I like books by Alice Miller, Bessel Van Der Kolk or Gabor Mate to look at trauma. They tend to focus on childhood trauma which is where I believe our trauma response is formed so it makes sense to me. For a gentle and loving book I recommend Sarah Blondie's Heart Minded which reminds us to move into our hearts and out of our heads. She also does guided meditation available on insight timer or YouTube. I wish you all the best. I think these things keep circling round and coming back to derail us until we can process them and then they lose their sting a bit. I have had long term therapy alongside reading these books because I also believe that we are hurt in relationship and we heal in relationship. This work is more deeply done with someone alongside you. Take care.

coffeeisthebest · 26/02/2022 11:32

Also I hear you on feeling like your therapy is repetitive but there is something about the need to repeatedly speak about these topics that we need to air in therapy, maybe because we then trust that we can take these topics to therapy rather than dump them on those others in our lives. One day the need to go back to it will lessen. Have you mentioned this concern to your therapist? I would raise it in a session and see where it takes you.

formalineadeline · 26/02/2022 11:41

Counselling is not approved as a treatment for trauma and is advised against because it makes it worse by embedding the trauma instead of healing it.

I would strongly advise you to stop before you do yourself more harm - you can read the guidelines from NICE, don't take my word for it. It suggests your counsellor lacks knowledge and skills if they have not already told you that it is not safe for them to work with you.

You need a trauma therapy like cognitive trauma therapy (CTT) or trauma-focused CBT, EMDR, family model therapy (doesn't mean 'therapy for a family' it's a methodology for treating a person), etc.

And it needs to be with a therapist or clinical psychologist with trauma expertise.

Books...

Trauma & Recovery, Judith Herman
Overcoming Trauma through Yoga, Emerson & Hopper
The Body Keeps the Score, Bessel van der Kolk

formalineadeline · 26/02/2022 11:43

Also I hear you on feeling like your therapy is repetitive but there is something about the need to repeatedly speak about these topics that we need to air in therapy,

That is not the case for trauma. The evidence shows that this is harmful and prevents trauma from resolving.

Trauma therapy has to be approached really carefully by someone with training and expertise in working with trauma otherwise it is very easy to make it worse, embed the trauma and damage the person's chances of recovering.
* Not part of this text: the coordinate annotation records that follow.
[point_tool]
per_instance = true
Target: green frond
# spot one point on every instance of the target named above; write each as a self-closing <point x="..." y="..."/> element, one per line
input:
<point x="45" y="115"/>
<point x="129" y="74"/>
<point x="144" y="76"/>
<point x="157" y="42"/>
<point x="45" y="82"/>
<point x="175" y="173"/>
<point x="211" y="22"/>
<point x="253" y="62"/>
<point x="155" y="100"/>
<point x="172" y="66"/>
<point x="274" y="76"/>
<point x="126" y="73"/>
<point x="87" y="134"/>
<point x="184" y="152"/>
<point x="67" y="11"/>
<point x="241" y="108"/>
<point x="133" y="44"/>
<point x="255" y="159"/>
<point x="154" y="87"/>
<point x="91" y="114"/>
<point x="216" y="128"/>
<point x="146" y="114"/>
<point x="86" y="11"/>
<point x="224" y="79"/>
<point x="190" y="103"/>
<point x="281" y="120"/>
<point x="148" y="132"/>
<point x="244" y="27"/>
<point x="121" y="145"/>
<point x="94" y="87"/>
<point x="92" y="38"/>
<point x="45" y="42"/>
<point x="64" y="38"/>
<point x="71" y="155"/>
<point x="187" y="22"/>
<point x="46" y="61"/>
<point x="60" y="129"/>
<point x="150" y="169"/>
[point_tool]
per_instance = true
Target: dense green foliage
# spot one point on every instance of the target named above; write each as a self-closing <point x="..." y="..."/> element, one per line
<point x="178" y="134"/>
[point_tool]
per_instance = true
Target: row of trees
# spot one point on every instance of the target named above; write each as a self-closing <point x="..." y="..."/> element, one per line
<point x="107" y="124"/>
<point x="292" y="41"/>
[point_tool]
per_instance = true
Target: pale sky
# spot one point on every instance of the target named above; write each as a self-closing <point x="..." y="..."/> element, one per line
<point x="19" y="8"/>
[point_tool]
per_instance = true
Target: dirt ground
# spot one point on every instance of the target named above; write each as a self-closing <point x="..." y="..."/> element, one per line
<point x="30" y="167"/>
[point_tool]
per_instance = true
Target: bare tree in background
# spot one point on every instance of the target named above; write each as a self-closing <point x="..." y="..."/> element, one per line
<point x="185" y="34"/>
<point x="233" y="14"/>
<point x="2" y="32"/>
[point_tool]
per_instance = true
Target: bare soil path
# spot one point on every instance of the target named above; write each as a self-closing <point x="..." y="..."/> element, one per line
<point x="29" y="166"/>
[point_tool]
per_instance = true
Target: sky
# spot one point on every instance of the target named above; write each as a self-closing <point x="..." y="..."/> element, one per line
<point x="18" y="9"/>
Hadawayman · 26/02/2022 11:43

Firstly are you working with a trauma informed counsellor?
Secondly you don’t need to talk things through in therapy to process trauma there are many different ways but your therapist needs to know how to work that way.
I recommend the book by Jasmin lee Corrie healing from trauma, it’s readable but can be quite difficult.
You may find talking to your counsellor and letting them know how you feel beneficial.

Kai1981 · 26/02/2022 14:41

Thank you everyone. Really helpful.

I just looked at the counsellor's website and actually they are a psychotherapist too (I had obviously forgotten this as I first worked with her at a very difficult and bewildering point). It does say she deals in trauma specifically.

I just sometimes find that by going over the same things I become overwhelmed, to the point I can't talk anymore in the session. Although outside of the sessions, I do feel much better. Perhaps this is a sign it is working?

I think I'd like to look at the books anyway, so thank you for that.

OP posts:
Kai1981 · 26/02/2022 14:42

Oh and I will also raise this all with her!

OP posts:
KoalafiedAwesome · 26/02/2022 20:00

Have a look at Respark, by Graham Music - it's just out and is fantastic.